En fait, c'est très représentatif du règne des conservateurs. Depuis qu'ils sont au pouvoir, nous savons que le Canada n'a cessé de perdre de l'influence sur la scène internationale: on ne cherche plus à obtenir de siège au Conseil de sécurité de l'ONU, le mandat international de Radio-Canada a été charcuté et le Canada n'a plus aucune crédibilité en matière de lutte contre les changements climatiques. Je pourrais continuer.
Malheureusement, sous la gouverne du Parti conservateur, le Canada est devenu la risée de la communauté internationale et il néglige le rôle important que la culture joue dans la diplomatie canadienne.
Par ailleurs, on note que le projet de loi C-49 propose de réorganiser les fonctions visant à établir et à maintenir une collection d'objets pour la recherche et pour la postérité. Dorénavant, la recherche et les collections seront directement subordonnées à la planification des expositions, plutôt que d'être fondées sur le travail et les priorités des muséologues.
Toutefois, le problème le plus important du projet de loi C-49, c'est qu'il prescrit une approche muséologique minimaliste basée sur les événements, les expériences, les personnes et les objets. Il s'agit d'une décision normalement laissée aux professionnels de la muséologie, et un débat qui est habituellement celui des historiens et des milieux universitaires.
Je trouve inquiétant et déplorable que le ministre du Patrimoine canadien se mette les deux mains dans les choix muséologiques. D'une part, parce que le politique n'a pas d'affaire dans la muséologie et, d'autre part, avant de penser à donner des leçons d'histoire aux Québécois, les conservateurs devraient commencer par apprendre l'histoire du Québec.
Je pense notamment au ministre du Patrimoine canadien qui, de passage à Tout le monde en parle, n'a pas été capable d'identifier Guy Laliberté, Félix Leclerc et Robert Lepage!
Je trouve désolant que les expositions sur les cultures et les civilisations auront dorénavant un rôle secondaire. Le musée portait un intérêt marqué pour la compréhension des cultures et de diverses civilisations. On y traitait, par exemple, du vaudou haïtien et de l'Égypte ancienne. Maintes expositions ont voyagé et fait la réputation internationale du Musée canadien des civilisations. Ces expositions sont d'ailleurs une importante source de visiteurs.
En recentrant le mandat du musée sur le Canada, on risque une baisse de l'achalandage et on perd assurément une richesse culturelle.

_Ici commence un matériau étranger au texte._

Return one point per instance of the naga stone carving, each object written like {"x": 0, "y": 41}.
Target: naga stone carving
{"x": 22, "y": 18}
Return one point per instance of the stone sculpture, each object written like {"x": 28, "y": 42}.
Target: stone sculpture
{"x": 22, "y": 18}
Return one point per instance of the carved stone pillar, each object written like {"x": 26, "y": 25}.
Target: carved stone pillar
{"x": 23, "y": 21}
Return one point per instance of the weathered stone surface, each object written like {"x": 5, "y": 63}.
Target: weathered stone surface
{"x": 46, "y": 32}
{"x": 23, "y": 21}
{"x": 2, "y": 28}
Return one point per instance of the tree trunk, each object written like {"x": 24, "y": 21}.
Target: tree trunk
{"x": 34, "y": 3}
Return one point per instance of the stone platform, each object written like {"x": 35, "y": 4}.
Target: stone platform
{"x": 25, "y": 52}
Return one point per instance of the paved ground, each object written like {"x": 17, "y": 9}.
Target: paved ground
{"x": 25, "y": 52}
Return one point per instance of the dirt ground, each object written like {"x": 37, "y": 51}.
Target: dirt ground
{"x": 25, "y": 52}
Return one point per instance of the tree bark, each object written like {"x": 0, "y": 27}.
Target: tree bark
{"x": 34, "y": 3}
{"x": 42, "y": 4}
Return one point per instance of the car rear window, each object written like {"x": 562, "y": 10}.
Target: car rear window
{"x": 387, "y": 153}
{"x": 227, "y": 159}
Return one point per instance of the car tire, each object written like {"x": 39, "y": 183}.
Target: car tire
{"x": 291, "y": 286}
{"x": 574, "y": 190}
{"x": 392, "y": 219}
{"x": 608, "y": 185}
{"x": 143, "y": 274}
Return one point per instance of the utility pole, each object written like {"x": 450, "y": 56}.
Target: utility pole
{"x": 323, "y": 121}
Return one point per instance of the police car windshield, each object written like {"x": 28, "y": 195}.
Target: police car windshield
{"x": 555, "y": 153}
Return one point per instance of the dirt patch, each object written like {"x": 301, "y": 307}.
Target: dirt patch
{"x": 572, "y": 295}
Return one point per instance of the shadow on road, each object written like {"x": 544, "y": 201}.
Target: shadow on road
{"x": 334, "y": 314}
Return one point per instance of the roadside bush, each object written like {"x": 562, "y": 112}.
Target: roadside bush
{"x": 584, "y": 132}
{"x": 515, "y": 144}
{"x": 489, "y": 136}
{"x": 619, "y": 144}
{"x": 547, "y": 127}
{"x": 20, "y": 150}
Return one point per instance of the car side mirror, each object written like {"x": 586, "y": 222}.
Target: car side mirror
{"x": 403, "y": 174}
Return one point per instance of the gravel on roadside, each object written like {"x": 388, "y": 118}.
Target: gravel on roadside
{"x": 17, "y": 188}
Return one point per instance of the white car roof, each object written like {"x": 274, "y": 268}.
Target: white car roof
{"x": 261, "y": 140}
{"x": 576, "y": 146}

Comme le dit le Dr Lorne Holyoak, président de la Société canadienne d'anthropologie:
Vous prenez une Rolls-Royce, et vous retirez le toit et la banquette arrière pour pouvoir la convertir en camionnette. Les Canadiens méritent un excellent musée canadien de l'histoire, et la Société canadienne d'anthropologie est en faveur de la création d'un musée canadien d'histoire, mais nous ne sommes pas en faveur de le vider de sa substance — comme on l'a déjà dit — le joyau de notre collection de musées. Il s'agirait d'une erreur lourde de conséquences à long terme.
Par ailleurs, je note avec appréhension que le gouvernement annonce la tenue d'activités de financement afin de solliciter l'appui du secteur privé. À priori, je n'ai rien contre le secteur privé. Je crains simplement qu'il ne dicte le contenu des expositions.
D'ailleurs, nous avons assisté dans les dernières années à certains dérapages dans les musées fédéraux. Je pense notamment au Musée canadien de la nature, où la quasi-totalité des salles d'exposition ont été commanditées par des entreprises du secteur pétrolier après qu'un ex-cadre de Talisman Energy ait été nommé au conseil d'administration du musée. C'est assez ridicule. On se rappellera aussi du Musée des sciences et de la technologie du Canada qui avait modifié une exposition à la suite des pressions d'une entreprise minière qui commanditait l'exposition.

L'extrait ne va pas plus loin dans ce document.